The editors cite Caribbean writers Kamau Brathwaite, Édouard Glissant, and Derek Walcott as direct influences on their pan-Caribbean focus and “framing, selection, and interpretation of works of art” (72). In her substantial essay, “Inscribing into Consciousness the Work of Caribbean Art,” Flores elaborates upon the exhibition’s four-part, thematic, nonlinear structure, which loosely categorizes works by the eighty-plus represented artists. Throughout, she views the longue durée via not only artworks included in the exhibition sections but also literary sources. The first part of the show, “Conceptual Mappings,” looks to those probing mapping’s colonial history, reimagining cartography, and plotting (and naming) varied types of relation and possibilities. “Perpetual Horizons,” the second section, revolves around visual treatments of the horizon—a seemingly unending boundary central to islands and signifying much, including entrapment, longing, or, particularly for tourists, “paradise”—alongside textual treatments ranging from Immanuel Kant to Walcott. In the third section, “Landscape Ecologies,” readers travel from Christopher Columbus’s perceptions of the Caribbean islands to, for instance, Farmacopea (2013) by Puerto Rican artist Beatriz Santiago Muñoz, a film meditating on the fading biodiversity of Puerto Rico’s plant life and individuals’ relations to it. “Representational Acts,” a fourth section, includes artists whose practices scrutinize the politics of representational processes and, with decolonial fervor, self-representation. Throughout her text—like the catalogue, a significant contribution to the art historical field—Flores provides an impressive engagement with Caribbean theory on the one hand and contemporary art from the insular Caribbean and its diasporas on the other. However, while she demonstrates multiple nexuses of theory and visual art within a region rife with both, she largely leaves interrogating or exploring them up to the reader.

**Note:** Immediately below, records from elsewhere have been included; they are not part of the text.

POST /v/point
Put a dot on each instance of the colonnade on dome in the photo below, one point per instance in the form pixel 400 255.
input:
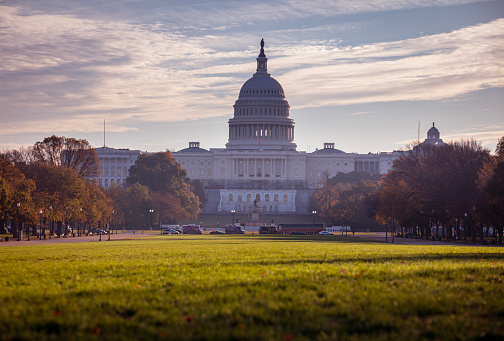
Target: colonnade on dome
pixel 261 131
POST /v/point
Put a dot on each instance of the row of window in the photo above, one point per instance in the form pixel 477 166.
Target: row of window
pixel 113 170
pixel 258 197
pixel 260 91
pixel 112 182
pixel 260 111
pixel 250 208
pixel 124 160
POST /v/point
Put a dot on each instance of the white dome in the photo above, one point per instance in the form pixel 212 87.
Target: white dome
pixel 261 86
pixel 261 113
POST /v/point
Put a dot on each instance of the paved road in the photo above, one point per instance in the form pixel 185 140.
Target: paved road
pixel 83 239
pixel 380 237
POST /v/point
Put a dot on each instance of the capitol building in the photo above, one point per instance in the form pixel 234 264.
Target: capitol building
pixel 260 160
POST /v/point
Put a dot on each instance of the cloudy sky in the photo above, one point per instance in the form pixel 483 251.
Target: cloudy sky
pixel 361 74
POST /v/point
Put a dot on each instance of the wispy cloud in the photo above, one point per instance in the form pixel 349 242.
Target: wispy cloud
pixel 487 135
pixel 360 113
pixel 65 72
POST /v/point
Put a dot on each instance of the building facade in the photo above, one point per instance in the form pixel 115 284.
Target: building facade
pixel 115 165
pixel 260 160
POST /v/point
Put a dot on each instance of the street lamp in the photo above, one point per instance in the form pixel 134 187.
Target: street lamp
pixel 465 227
pixel 50 222
pixel 456 232
pixel 40 232
pixel 20 230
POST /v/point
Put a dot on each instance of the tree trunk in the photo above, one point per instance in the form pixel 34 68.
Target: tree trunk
pixel 59 226
pixel 3 230
pixel 14 229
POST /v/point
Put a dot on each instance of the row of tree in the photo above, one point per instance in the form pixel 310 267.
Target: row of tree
pixel 50 184
pixel 457 185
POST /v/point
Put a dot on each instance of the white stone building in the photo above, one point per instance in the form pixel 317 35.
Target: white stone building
pixel 115 164
pixel 260 160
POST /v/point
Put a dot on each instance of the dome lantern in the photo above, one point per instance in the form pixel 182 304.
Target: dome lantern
pixel 261 113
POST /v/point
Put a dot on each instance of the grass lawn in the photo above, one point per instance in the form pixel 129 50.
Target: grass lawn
pixel 250 287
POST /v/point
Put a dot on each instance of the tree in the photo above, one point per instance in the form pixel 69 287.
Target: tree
pixel 436 185
pixel 164 176
pixel 14 189
pixel 71 153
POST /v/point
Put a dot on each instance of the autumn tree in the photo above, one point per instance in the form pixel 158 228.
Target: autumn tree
pixel 163 175
pixel 15 196
pixel 71 153
pixel 434 185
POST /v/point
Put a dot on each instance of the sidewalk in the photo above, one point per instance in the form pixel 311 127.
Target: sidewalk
pixel 83 239
pixel 380 237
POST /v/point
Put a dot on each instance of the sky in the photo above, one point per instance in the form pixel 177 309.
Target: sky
pixel 162 73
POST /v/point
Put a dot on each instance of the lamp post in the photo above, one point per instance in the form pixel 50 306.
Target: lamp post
pixel 108 227
pixel 20 229
pixel 465 227
pixel 40 232
pixel 50 222
pixel 456 233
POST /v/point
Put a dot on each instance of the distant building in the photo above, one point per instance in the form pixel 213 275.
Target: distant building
pixel 260 160
pixel 433 137
pixel 115 164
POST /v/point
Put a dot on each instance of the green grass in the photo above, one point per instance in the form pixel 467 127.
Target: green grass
pixel 250 288
pixel 211 220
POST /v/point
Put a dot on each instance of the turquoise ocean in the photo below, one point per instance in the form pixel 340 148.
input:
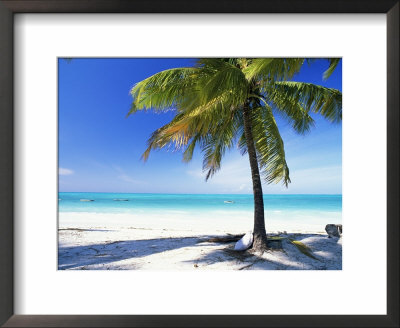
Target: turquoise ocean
pixel 313 209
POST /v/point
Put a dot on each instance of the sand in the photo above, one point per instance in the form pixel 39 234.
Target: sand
pixel 125 242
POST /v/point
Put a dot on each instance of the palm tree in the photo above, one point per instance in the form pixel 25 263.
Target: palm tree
pixel 222 102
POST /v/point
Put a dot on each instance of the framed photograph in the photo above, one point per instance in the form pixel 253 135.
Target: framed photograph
pixel 189 165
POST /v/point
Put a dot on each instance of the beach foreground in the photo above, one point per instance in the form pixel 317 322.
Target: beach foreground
pixel 176 246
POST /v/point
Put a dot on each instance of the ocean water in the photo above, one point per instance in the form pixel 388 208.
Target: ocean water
pixel 132 203
pixel 316 210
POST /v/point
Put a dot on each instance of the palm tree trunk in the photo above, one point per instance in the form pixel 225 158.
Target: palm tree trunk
pixel 259 233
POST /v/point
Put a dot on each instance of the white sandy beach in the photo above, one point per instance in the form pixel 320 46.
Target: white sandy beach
pixel 90 241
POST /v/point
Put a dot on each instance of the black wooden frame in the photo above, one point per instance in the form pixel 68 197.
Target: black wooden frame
pixel 7 10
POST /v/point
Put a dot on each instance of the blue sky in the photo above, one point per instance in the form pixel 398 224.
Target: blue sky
pixel 100 149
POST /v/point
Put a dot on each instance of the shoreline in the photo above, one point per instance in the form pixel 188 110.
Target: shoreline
pixel 126 242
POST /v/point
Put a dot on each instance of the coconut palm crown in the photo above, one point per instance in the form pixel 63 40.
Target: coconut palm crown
pixel 221 103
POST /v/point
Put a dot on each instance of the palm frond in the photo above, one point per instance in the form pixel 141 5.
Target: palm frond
pixel 273 69
pixel 269 146
pixel 164 90
pixel 333 62
pixel 318 99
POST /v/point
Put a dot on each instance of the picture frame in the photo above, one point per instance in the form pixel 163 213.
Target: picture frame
pixel 7 10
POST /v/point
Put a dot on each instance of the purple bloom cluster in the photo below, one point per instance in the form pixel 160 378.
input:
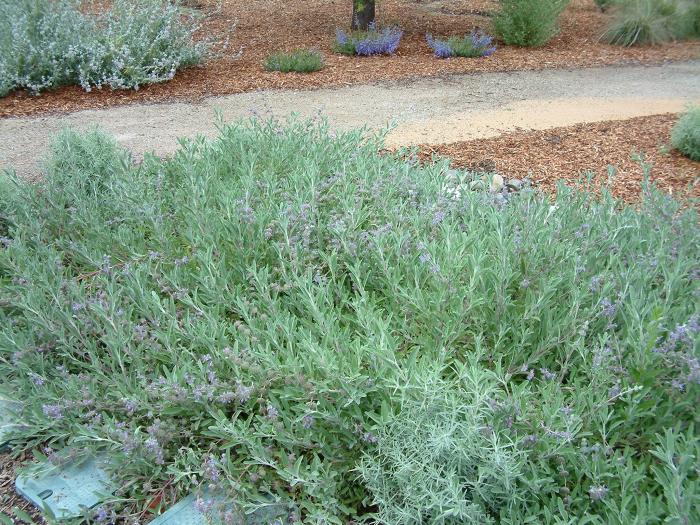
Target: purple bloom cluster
pixel 441 48
pixel 371 42
pixel 476 44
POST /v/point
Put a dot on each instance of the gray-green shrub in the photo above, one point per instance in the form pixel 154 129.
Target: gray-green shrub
pixel 439 459
pixel 300 61
pixel 49 43
pixel 272 311
pixel 528 23
pixel 685 135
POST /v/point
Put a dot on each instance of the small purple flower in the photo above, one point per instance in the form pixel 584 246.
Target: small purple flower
pixel 476 44
pixel 153 447
pixel 372 42
pixel 211 470
pixel 271 412
pixel 101 515
pixel 36 379
pixel 130 406
pixel 368 437
pixel 243 393
pixel 609 308
pixel 529 440
pixel 547 374
pixel 441 48
pixel 598 493
pixel 53 411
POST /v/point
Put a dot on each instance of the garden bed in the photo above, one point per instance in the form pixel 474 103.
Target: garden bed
pixel 565 154
pixel 263 27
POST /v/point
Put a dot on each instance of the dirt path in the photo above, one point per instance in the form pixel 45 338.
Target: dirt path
pixel 425 111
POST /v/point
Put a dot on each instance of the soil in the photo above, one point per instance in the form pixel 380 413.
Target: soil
pixel 259 27
pixel 429 110
pixel 570 154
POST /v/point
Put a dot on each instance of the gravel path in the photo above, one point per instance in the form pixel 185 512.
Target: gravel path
pixel 424 111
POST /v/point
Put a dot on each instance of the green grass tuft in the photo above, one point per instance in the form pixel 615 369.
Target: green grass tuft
pixel 300 61
pixel 650 22
pixel 528 23
pixel 685 135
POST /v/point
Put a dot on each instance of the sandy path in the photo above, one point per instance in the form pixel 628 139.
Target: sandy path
pixel 429 110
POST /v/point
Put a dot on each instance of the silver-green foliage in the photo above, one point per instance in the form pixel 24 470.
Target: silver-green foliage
pixel 440 459
pixel 46 44
pixel 284 311
pixel 685 135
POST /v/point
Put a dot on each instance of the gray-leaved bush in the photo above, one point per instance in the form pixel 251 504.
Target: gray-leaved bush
pixel 286 314
pixel 49 43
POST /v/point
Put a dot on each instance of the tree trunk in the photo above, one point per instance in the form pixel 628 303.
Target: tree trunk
pixel 362 14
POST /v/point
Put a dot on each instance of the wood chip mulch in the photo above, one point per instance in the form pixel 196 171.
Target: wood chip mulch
pixel 567 153
pixel 263 26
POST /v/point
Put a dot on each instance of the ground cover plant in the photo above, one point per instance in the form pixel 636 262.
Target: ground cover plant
pixel 476 44
pixel 638 22
pixel 288 315
pixel 300 61
pixel 685 135
pixel 45 44
pixel 374 41
pixel 528 23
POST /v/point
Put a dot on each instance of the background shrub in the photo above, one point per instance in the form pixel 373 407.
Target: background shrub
pixel 46 44
pixel 685 136
pixel 528 23
pixel 286 313
pixel 366 43
pixel 637 22
pixel 476 44
pixel 301 61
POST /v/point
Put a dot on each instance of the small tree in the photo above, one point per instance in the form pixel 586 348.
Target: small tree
pixel 363 13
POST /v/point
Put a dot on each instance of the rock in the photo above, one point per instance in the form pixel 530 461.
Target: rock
pixel 477 185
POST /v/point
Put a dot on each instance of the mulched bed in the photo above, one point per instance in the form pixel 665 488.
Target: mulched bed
pixel 263 26
pixel 546 157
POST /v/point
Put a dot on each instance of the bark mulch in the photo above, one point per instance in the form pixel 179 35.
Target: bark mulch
pixel 263 26
pixel 567 153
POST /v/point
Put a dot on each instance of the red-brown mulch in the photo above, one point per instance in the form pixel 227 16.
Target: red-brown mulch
pixel 263 26
pixel 565 154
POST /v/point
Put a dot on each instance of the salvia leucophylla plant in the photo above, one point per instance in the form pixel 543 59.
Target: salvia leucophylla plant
pixel 286 316
pixel 366 43
pixel 49 43
pixel 476 44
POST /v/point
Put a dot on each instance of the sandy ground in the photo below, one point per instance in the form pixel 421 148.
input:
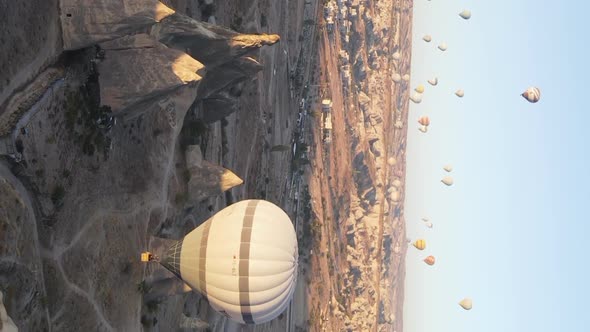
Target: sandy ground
pixel 89 246
pixel 32 29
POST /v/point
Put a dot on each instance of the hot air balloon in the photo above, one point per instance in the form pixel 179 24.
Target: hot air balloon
pixel 416 98
pixel 243 260
pixel 424 120
pixel 430 260
pixel 532 94
pixel 447 180
pixel 466 14
pixel 420 244
pixel 466 304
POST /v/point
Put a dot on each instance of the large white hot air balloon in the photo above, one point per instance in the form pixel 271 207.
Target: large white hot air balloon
pixel 466 14
pixel 243 260
pixel 532 94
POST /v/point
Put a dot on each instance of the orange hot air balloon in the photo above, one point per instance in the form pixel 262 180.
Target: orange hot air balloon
pixel 430 260
pixel 425 121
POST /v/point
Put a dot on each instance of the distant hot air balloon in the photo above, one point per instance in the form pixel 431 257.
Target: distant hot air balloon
pixel 416 98
pixel 420 244
pixel 532 94
pixel 243 260
pixel 466 14
pixel 447 180
pixel 466 304
pixel 424 120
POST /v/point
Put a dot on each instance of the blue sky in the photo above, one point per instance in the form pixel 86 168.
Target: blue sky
pixel 511 232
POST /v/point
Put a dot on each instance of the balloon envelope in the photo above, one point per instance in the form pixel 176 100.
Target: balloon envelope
pixel 466 14
pixel 466 304
pixel 424 120
pixel 243 260
pixel 430 260
pixel 532 94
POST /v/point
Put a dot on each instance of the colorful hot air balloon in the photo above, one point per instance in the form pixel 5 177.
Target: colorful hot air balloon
pixel 424 120
pixel 420 244
pixel 243 260
pixel 532 94
pixel 466 304
pixel 466 14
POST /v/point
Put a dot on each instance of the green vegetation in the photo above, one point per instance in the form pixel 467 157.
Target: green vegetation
pixel 82 115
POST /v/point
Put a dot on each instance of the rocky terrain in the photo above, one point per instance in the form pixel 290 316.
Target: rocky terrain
pixel 362 243
pixel 126 120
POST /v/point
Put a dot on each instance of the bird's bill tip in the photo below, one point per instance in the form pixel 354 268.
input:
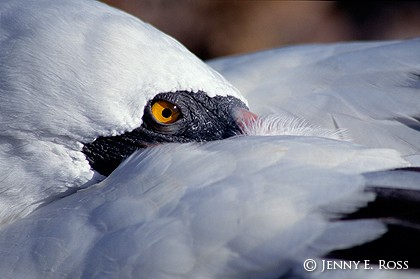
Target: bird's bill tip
pixel 244 118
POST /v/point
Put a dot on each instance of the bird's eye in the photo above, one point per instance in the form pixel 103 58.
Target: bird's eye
pixel 165 112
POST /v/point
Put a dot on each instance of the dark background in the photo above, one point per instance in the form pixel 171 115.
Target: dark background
pixel 213 28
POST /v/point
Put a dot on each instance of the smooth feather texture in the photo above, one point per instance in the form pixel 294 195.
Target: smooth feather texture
pixel 71 71
pixel 227 219
pixel 252 206
pixel 371 89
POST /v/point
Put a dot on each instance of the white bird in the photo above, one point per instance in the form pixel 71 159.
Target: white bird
pixel 83 86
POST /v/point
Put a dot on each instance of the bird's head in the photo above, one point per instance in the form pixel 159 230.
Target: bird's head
pixel 85 85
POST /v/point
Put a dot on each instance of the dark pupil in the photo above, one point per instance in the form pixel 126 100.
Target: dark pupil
pixel 166 113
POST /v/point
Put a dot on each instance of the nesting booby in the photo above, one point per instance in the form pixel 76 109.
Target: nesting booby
pixel 117 156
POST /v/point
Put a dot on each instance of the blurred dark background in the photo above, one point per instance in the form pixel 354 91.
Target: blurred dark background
pixel 214 28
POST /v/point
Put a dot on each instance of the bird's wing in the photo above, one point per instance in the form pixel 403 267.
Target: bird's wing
pixel 370 88
pixel 248 207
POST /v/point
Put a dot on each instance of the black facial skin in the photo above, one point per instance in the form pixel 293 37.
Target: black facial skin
pixel 203 118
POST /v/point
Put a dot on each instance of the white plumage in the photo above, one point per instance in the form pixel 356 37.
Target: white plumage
pixel 251 206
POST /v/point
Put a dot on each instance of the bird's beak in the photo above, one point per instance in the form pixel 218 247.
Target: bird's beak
pixel 244 118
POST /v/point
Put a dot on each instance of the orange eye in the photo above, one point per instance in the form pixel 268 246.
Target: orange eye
pixel 165 112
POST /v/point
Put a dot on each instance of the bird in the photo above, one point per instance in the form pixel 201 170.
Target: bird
pixel 123 155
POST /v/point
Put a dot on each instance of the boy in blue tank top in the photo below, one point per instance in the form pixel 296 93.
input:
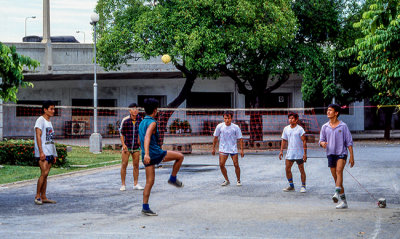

Compelling essays in the third part of the catalogue weave in and out of and expand upon the archipelago. Nelson Maldonado-Torres centers Caribbean intellectuals Aimé Césaire, Frantz Fanon, and Sylvia Wynter (and her read of the archipelago) in a treatment of (de)colonial thought and aesthetics, smoothly grounding Western epistemologies and aesthetics in the European Renaissance and, to a certain extent, decolonial struggles in the Haitian Revolution. Nicholas Laughlin embraces the form of the archipelago in his poetic contribution, a transhistorical assemblage of texts, while the final essay in the catalogue, by Stephens, further studies the archipelago as a theoretical structure, indeed expanding its reach beyond the insular Caribbean by postulating South, Central, and North America as part of a chain of territories.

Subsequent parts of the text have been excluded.